BEO que representou a Constituição de 1988?
AK – As constituições anteriores eram elitistas e saíam de acordos internos e pouco claros. A de 1988 foi tomada pela sociedade. Houve, é claro, uma série de disputas de grupos durante a Assembleia Constituinte, mas o que saiu dali foi um documento com uma marca cidadã. E o fato de termos um documento tão moderno, do ponto de vista dos direitos sociais, acabou gerando uma série de ataques de grupos contrários, o que ocorre até hoje. É preciso continuar lutando por esses direitos.

BEMesmo com todas as dificuldades e retrocessos, o senhor continua lutando pelas questões indígenas. O que o faz continuar?
AK – Sou uma pessoa bastante crítica em relação à situação social e ambiental, mas, mesmo quando faço uma crítica, não estou abandonando a esperança de que o mundo possa melhorar. Pensar e acreditar na Terra é a única possibilidade de salvação.

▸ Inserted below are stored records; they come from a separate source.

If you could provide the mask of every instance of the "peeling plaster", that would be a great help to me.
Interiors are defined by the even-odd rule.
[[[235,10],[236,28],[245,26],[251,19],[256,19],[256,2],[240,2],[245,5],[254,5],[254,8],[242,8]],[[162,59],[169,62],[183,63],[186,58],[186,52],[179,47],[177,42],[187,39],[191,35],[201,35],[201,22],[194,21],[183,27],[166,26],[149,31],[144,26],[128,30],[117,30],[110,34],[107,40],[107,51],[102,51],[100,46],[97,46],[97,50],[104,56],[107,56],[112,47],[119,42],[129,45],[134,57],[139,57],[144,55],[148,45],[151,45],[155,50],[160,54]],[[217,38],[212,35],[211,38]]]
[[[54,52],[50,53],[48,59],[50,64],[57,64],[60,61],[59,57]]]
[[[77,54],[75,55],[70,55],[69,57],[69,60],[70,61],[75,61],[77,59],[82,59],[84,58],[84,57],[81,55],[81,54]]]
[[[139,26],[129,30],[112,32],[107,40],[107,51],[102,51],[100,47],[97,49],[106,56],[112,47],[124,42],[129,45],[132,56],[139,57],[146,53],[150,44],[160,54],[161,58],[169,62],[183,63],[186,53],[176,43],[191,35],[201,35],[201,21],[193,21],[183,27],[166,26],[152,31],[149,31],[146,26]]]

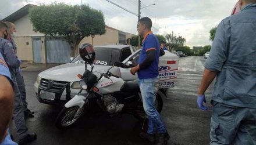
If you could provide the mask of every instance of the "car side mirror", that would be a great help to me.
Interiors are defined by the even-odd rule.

BE – Quais os desafios das lideranças indígenas mais jovens?
AK – A minha geração lutou para que direitos se tornassem lei. As lideranças de hoje têm a missão de defender esses direitos e fazer com que sejam respeitados – e isso elas estão fazendo. Basta ver a grande presença de índios em movimentos sociais e o fato de que, frequentemente, eles vão a Brasília se manifestar junto ao Congresso. Eles estão mobilizados. Não acho que, a cada década, os índios tenham de lutar por novas leis. As políticas que o Estado brasileiro tem de fazer em relação aos índios já estão estabelecidas. A missão agora é fazer cumprir e pronto. 

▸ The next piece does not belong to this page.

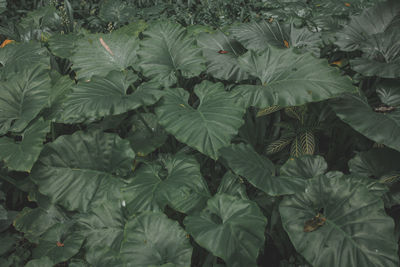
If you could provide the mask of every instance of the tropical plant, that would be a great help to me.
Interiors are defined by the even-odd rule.
[[[399,266],[400,2],[0,0],[0,266]]]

BE – O que seria possível fazer para que os jovens, principalmente os não-indígenas, entendessem e valorizassem os direitos sociais e fundamentais previstos na Constituição?
AK – Costuma-se dizer que a geração que nasceu nos anos 1990 não conhece a história imediata do país. Isso talvez signifique uma denúncia contra o nosso sistema educacional. As novas gerações têm que conhecer a história de seus pais, de seus avós. A escola tem de revelar a história da geração imediatamente anterior a essa geração da década de 1990. Senão, as pessoas vão confundir cidadania com consumo. E cairemos numa crença de que, somente se você consome, você é cidadão. Se continuarmos assim, vamos comer o planeta inteiro, até chegarmos em um buraco, um abismo ecológico. É preciso haver uma reconciliação dessas novas gerações com a sua história e com a história do planeta. E a história do planeta é a história da vida. 

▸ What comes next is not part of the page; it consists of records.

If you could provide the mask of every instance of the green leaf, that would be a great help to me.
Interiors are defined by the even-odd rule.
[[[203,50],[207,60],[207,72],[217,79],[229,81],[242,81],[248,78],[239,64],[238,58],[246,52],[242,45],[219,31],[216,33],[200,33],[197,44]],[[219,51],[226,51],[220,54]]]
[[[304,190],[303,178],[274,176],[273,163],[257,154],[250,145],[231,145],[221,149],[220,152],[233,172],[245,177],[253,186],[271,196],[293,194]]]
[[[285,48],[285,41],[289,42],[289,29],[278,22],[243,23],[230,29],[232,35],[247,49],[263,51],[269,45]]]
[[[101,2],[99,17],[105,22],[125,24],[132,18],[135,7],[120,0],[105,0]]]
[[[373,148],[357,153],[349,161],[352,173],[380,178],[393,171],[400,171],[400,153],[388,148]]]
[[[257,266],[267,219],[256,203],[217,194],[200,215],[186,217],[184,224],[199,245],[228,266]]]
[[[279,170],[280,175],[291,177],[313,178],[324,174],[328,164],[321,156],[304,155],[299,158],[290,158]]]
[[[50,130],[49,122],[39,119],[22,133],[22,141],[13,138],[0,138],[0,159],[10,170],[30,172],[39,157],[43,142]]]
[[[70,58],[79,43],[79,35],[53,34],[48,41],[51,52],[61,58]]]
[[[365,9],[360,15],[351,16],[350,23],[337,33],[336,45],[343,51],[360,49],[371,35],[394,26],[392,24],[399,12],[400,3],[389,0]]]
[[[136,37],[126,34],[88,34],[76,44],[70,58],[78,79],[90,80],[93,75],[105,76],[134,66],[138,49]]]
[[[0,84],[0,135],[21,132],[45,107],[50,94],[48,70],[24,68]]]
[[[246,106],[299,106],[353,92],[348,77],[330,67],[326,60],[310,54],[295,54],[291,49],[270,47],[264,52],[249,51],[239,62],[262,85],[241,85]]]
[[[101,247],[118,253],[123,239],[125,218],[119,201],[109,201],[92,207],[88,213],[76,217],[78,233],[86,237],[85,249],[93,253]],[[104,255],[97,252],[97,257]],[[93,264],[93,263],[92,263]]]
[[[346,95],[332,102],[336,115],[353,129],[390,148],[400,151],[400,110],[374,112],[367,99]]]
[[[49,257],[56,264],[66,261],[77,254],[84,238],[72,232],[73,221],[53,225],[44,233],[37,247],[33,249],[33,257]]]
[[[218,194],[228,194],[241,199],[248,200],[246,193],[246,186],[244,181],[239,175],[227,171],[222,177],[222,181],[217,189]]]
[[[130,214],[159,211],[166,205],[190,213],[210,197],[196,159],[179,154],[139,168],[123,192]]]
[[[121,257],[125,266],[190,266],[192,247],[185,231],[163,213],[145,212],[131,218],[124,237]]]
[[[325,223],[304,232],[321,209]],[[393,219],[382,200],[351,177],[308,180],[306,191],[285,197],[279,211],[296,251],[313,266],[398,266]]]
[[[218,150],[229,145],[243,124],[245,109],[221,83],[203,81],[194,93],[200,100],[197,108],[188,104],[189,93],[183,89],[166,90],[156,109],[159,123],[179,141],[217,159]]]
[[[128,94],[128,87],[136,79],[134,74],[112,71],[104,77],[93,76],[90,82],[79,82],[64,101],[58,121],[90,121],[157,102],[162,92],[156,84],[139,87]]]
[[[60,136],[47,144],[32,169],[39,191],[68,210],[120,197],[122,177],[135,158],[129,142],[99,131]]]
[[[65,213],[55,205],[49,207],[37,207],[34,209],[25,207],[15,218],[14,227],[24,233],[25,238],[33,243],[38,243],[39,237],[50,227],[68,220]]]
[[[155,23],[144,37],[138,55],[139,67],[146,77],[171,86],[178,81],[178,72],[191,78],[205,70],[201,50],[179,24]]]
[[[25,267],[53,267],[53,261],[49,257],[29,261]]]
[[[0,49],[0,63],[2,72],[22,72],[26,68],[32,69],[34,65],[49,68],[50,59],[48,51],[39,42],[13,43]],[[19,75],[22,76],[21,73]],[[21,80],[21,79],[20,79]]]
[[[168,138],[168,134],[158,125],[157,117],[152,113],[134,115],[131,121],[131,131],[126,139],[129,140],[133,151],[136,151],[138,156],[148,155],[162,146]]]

BE – E como fazer com que os jovens tenham esperança num futuro melhor?
AK – Talvez os jovens estejam apenas olhando para o noticiário que mostra que a questão ambiental está piorando. Mas esses jovens reúnem autoconfiança e habilidade para lidar com as novas tecnologias – e isso pode fazer a diferença. Cada vez mais, vemos a tecnologia sendo usada para criar soluções incríveis em contextos de dificuldades, seja para combater o desmatamento do cerrado, seja para melhorar as condições de vida na favela, no semiárido nordestino.

Esses jovens aliam conhecimento local e tecnológico com uma enorme disposição de fazer acontecer sem esperar o Estado. Frequentemente, trazem soluções simples e surpreendentes para questões como a conservação das águas ou para o combate a incêndios na mata, por exemplo. É o que chamo de esperança geracional.